Where, get_time() uses gettimeofday() to get the current time in seconds as double.
When the CPU is used as the OpenCL device the difference between gpu_total_time and gpu_profiling_time makes sense.
However, when I use my GPU (AMD 6750M, on MacBook Pro) the overhead is sometimes huge, 0.000619s compare to 0.032589s (~X50 slower when measured from the host side).
The problem is consistent with specific kernels.
Here is the prototype of the kernel if it helps:
kernel void resize(
__read_only image2d_t src,
__write_only image2d_t dst,
Note that the problem does not exist on Windows with NVidia hardware (at least for the specific device that I tried).
It looks like the way you are measuring time on the host side is incorrect. Starting the clock before calling clEnqueueNDRangeKernel() and stopping it once it returns doesn’t measure the same thing as gpu_profiling_time.
clEnqueueNDRangeKernel() is analogous to ordering a pizza. It takes very little time. However, what you want to know is how long it takes to bake the pizza in the oven. That’s what gpu_profiling_time is giving you.
This has been discussed a few times in the past. I suggest using the search feature to find more information.
Sorry, I forgot to mention that I do use queue.finish() before calling get_time() at second time on the host side. I’m aware that clEnqueueNDRangeKernel() is a non-blocking operation.
However the problem exists despite the using of queue.finish(). Something is really strange there.
I see the same thing and believe this first-time delay is normal and predominately related to lazy buffer allocation on the compute device.
You didn’t post you kernel code / arguments, but I can speculate.

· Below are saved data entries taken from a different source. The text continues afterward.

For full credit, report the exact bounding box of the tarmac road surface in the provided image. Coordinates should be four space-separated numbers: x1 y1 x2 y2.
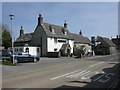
2 54 120 89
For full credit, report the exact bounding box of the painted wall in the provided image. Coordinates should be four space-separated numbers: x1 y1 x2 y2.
68 39 74 54
8 46 40 57
110 47 116 54
47 37 74 54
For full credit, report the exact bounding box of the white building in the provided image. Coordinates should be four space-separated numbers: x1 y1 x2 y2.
14 14 74 57
14 14 91 57
8 46 40 56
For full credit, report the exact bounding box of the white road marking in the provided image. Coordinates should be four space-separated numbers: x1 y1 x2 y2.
50 70 82 80
74 71 91 79
89 62 104 67
51 69 100 81
67 70 87 78
80 71 99 80
108 58 114 61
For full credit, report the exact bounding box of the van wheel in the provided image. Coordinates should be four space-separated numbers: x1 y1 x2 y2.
34 58 37 62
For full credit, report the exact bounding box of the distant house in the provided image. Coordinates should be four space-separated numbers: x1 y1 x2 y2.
13 27 39 56
112 35 120 52
70 32 92 57
14 26 33 46
96 36 116 55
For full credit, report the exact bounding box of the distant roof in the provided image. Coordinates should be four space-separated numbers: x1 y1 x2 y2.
70 33 91 44
41 22 73 39
112 38 120 45
15 33 34 42
99 37 116 47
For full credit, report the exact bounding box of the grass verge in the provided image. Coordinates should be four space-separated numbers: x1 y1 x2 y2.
2 61 16 66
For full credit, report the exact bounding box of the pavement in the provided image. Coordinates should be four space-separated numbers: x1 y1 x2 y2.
1 54 120 89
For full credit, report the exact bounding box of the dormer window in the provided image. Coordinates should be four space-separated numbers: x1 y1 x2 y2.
62 29 65 34
49 26 55 34
62 29 67 35
49 26 52 32
65 31 67 35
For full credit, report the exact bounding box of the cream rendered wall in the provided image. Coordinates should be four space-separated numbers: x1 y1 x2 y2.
23 47 37 56
68 40 74 54
13 46 40 56
47 37 55 52
47 37 74 53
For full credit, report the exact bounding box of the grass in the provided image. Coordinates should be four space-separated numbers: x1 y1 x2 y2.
0 60 2 65
2 60 16 66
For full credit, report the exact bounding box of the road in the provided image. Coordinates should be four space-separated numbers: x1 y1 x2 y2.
2 54 120 89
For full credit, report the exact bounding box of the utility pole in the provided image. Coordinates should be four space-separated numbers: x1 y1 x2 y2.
91 36 95 56
9 14 15 64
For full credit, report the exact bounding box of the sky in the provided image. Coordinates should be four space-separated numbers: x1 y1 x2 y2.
2 2 118 40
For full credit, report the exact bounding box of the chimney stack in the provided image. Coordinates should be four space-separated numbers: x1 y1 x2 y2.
117 35 118 38
38 14 43 25
20 26 24 36
64 20 67 28
79 30 82 35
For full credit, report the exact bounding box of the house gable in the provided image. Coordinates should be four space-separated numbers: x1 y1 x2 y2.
30 25 47 46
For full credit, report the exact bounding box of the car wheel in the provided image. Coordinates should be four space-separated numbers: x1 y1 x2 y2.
14 59 18 64
34 58 37 62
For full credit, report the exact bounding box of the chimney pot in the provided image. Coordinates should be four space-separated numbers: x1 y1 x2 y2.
20 26 24 36
64 20 67 28
38 14 43 25
79 30 82 35
117 35 118 38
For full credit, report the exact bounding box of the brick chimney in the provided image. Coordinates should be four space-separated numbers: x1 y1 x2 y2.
64 20 67 28
79 30 82 35
38 14 43 25
117 35 118 39
20 26 24 36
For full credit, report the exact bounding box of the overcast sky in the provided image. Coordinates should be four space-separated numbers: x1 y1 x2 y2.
2 2 118 40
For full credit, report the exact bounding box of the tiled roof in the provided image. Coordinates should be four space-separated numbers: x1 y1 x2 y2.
15 22 91 45
41 22 73 39
99 37 116 47
70 33 91 44
15 33 34 42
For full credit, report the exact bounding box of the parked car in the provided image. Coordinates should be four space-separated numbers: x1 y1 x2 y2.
2 50 11 61
10 53 40 63
95 50 105 55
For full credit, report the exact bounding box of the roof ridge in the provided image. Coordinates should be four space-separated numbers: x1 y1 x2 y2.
70 32 88 38
43 22 65 28
23 32 34 35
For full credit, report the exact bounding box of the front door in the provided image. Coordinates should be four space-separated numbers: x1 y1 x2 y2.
37 47 41 57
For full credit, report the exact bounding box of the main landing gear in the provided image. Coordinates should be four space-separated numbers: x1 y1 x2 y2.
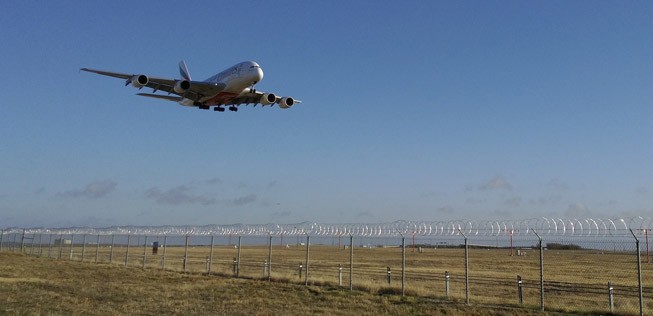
211 106 237 112
202 105 238 112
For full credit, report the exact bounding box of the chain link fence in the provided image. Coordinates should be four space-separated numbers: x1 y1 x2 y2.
2 218 652 315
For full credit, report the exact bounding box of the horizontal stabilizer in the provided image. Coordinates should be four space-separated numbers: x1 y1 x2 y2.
136 93 183 102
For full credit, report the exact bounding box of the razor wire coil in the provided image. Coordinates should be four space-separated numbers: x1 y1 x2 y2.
2 217 651 237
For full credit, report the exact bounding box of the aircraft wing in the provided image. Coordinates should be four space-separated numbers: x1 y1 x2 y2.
80 68 226 102
136 93 183 102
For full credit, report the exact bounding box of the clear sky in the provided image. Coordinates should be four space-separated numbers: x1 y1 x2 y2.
1 1 652 228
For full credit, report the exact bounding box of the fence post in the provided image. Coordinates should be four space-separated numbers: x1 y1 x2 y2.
608 281 614 313
32 234 41 257
445 271 450 298
28 234 34 255
183 235 189 272
517 275 523 305
401 235 406 296
12 233 17 252
0 230 3 252
162 236 167 270
305 235 310 286
95 234 100 263
236 236 241 277
457 228 469 305
20 229 25 253
267 235 272 280
142 236 148 270
26 233 31 255
125 235 131 266
32 234 38 255
110 235 115 263
28 233 35 255
48 234 53 258
629 229 644 316
208 235 214 275
58 234 63 259
206 256 211 273
233 258 238 275
81 234 87 262
68 234 74 260
38 234 43 257
349 234 353 291
532 229 544 311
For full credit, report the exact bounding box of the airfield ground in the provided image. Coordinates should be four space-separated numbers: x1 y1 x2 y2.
0 252 563 315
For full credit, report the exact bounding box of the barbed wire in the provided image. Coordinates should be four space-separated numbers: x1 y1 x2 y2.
2 217 652 237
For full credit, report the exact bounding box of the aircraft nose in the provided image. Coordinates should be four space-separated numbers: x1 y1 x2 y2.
256 67 264 82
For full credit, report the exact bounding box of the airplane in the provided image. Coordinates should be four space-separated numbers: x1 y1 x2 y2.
80 61 300 112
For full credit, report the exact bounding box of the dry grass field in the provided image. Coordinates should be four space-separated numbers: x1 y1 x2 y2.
3 238 652 315
0 252 557 315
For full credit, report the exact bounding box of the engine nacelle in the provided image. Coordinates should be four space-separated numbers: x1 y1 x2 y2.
131 74 149 88
279 97 295 109
260 93 276 105
174 80 191 94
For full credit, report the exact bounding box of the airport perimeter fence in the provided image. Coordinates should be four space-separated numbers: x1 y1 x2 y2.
1 218 653 315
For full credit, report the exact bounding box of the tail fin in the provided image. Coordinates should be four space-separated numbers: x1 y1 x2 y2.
179 61 192 81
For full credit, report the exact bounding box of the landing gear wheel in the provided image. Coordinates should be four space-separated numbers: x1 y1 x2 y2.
229 106 238 112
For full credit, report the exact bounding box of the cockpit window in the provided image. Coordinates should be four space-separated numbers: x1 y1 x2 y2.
249 65 259 69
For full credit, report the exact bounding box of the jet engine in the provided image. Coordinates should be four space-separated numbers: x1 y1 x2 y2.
260 93 276 105
173 80 191 93
279 97 295 109
131 74 149 88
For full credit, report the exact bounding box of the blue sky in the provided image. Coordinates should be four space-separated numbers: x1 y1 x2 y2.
1 1 652 227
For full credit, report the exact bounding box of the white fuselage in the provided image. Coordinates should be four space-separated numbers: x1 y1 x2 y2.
180 61 264 106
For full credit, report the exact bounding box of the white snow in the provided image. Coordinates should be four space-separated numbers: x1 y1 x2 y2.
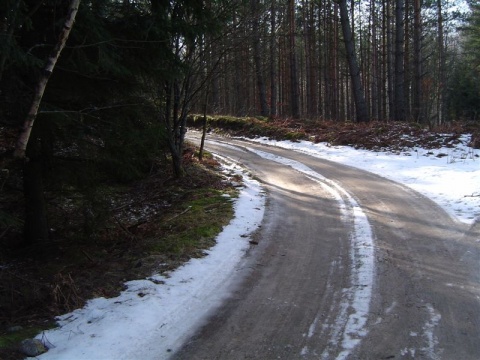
36 158 265 360
252 134 479 225
34 133 478 359
421 304 442 360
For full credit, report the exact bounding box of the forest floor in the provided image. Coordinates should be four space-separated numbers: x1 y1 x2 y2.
189 116 480 151
0 141 240 359
0 118 478 359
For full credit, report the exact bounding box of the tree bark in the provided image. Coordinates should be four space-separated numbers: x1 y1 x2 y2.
386 0 395 120
304 0 318 117
199 92 208 161
412 0 423 123
337 0 369 122
164 78 189 178
394 0 406 121
269 0 277 117
370 0 379 120
14 0 81 159
23 136 49 245
288 0 300 118
404 0 411 120
251 0 268 116
436 0 445 125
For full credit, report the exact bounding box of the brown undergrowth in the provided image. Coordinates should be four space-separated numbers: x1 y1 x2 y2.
188 115 480 151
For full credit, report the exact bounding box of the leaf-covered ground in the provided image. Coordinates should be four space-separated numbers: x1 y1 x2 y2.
188 115 480 151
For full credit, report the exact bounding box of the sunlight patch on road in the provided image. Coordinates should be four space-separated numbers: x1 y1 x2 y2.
246 148 348 219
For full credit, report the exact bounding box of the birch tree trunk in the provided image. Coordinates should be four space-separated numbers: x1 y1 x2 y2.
14 0 81 159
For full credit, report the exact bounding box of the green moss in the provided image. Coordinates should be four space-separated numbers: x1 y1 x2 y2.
150 189 236 257
284 131 303 141
0 326 52 349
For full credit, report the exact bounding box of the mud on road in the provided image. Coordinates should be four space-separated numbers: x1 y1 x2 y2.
175 135 480 360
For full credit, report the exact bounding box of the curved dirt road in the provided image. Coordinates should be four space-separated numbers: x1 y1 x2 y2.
175 135 480 360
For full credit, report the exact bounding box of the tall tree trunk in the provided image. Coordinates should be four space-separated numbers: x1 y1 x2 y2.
404 0 411 120
371 0 379 120
326 1 340 121
199 91 209 161
305 0 318 117
412 0 423 123
270 0 277 117
23 137 48 244
322 1 331 120
337 0 369 122
14 0 81 158
163 80 185 178
279 19 287 117
394 0 406 121
436 0 445 125
233 13 243 116
387 1 395 120
318 2 325 119
288 0 300 118
381 0 387 120
251 0 268 116
207 34 220 114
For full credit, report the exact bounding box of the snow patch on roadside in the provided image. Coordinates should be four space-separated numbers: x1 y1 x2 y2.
36 158 265 360
251 136 479 225
246 147 374 360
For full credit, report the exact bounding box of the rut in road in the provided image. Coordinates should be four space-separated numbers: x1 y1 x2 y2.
174 135 480 360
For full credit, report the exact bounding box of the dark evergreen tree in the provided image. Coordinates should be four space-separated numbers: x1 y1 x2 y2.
1 0 226 244
447 2 480 121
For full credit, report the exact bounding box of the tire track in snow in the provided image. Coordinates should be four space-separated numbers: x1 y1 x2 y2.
245 147 375 360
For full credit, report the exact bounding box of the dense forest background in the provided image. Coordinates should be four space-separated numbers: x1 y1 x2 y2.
1 0 479 245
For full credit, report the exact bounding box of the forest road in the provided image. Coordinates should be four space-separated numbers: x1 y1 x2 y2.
174 133 480 360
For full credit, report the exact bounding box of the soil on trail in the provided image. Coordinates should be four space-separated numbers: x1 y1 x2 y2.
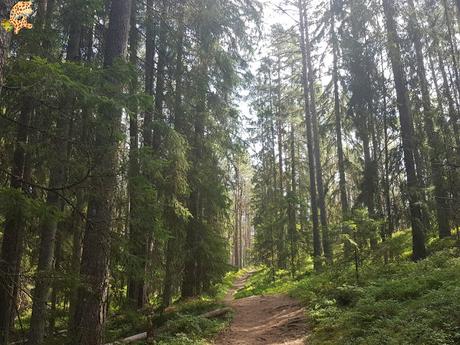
214 273 307 345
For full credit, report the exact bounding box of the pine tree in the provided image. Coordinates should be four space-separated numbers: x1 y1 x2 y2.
70 1 133 343
382 0 427 260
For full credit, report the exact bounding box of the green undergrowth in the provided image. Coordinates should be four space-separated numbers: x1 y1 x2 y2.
104 269 245 345
238 237 460 345
26 269 244 345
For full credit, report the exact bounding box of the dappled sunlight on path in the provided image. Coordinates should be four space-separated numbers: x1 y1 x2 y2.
215 274 307 345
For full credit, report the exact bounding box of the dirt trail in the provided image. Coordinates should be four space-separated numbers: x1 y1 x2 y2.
214 273 307 345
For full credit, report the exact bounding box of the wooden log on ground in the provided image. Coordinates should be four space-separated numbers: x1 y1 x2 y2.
199 307 233 318
104 332 147 345
103 307 232 345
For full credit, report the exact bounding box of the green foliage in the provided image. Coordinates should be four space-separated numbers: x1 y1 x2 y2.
105 310 149 342
152 297 233 345
238 243 460 345
234 267 297 298
208 268 247 300
157 314 227 341
103 268 245 344
155 335 208 345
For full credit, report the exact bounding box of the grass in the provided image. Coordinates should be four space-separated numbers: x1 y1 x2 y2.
236 235 460 345
102 268 246 345
14 269 245 345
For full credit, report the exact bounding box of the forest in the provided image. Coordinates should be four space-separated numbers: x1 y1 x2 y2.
0 0 459 345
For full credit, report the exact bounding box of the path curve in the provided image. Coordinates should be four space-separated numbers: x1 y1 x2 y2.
214 273 307 345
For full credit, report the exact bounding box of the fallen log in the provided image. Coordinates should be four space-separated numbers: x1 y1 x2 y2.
199 307 233 318
104 332 147 345
103 307 232 345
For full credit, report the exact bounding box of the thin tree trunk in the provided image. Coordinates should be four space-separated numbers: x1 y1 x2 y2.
382 0 426 261
0 5 51 335
27 114 69 345
297 0 322 271
27 7 86 340
331 0 348 219
442 0 460 99
303 5 331 262
162 0 186 309
48 226 63 336
153 0 167 150
0 0 13 96
0 104 32 345
67 189 86 331
287 124 297 275
438 52 460 154
126 0 146 309
381 54 394 238
143 0 155 147
276 56 286 268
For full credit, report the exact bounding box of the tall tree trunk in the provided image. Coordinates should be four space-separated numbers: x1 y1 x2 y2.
0 4 53 334
303 5 331 262
153 0 167 150
173 0 185 134
438 54 460 152
27 5 83 339
143 0 155 147
382 0 426 261
67 189 86 331
442 0 460 99
276 56 286 268
48 226 63 336
182 18 209 297
27 114 70 345
126 0 146 309
407 0 451 238
0 0 13 95
162 0 186 309
381 53 394 238
0 104 32 345
287 124 297 275
70 1 132 344
331 0 348 219
233 167 241 268
297 0 322 271
66 0 83 62
456 0 460 28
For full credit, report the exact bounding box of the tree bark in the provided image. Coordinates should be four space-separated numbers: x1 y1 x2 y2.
287 124 297 274
303 5 331 262
331 0 348 219
456 0 460 28
70 1 132 344
182 16 209 297
162 0 186 308
382 0 426 261
27 115 70 345
276 55 287 268
27 5 84 339
442 0 460 101
0 103 32 345
126 0 146 310
0 0 13 95
297 0 322 271
407 0 451 238
381 53 394 238
152 0 167 150
143 0 155 147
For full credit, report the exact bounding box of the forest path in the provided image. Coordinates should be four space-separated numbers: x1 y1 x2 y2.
214 273 308 345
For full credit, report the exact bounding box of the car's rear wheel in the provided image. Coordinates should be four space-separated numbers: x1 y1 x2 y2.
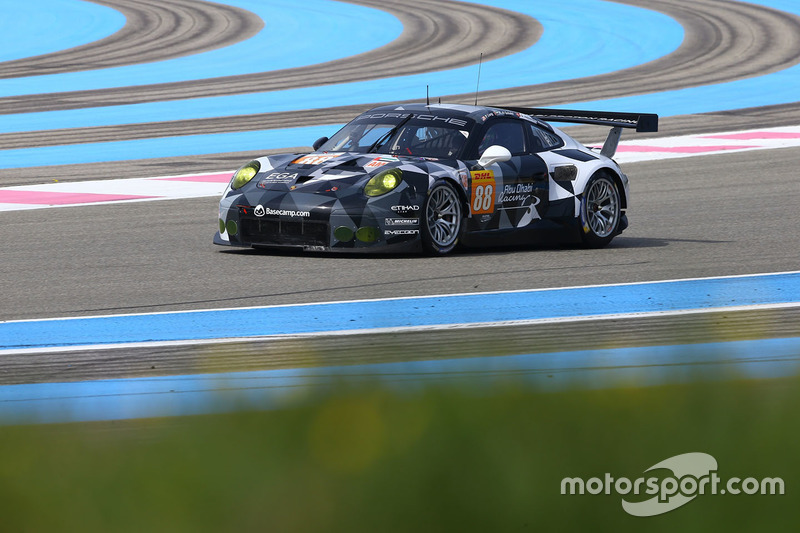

If you have an output buffer declared on the device, the implementation has no reason to actually allocate it until you run the kernel the first time.
Even the kernel code might not be moved over to the device until the first use then cached afterward.
That makes sense, thanks.
I think that the specification should allow prevention of such lazy operations by adding flags to the kernel and the buffer constructors.
It might be the case that the application can do the allocation asyncroniuously but not the running of the kernel itself. In such cases, the lazy approach is a waste of time.
How is the lazy approach a waste of time? It only happens once, it still has to happen once no matter what happens. If you’re doing any micro-benchmarks it is a given that you cannot get reliable results if you do not let the system `warm up’ first - i.e. do a couple of dummy runs.
BTW the ‘lazy allocation’ is at the operating system level, and beyond such a specification’s scope. Although a unix process can be given a big virtual address space, those pages do not exist until they are accessed. This is not something a driver could change.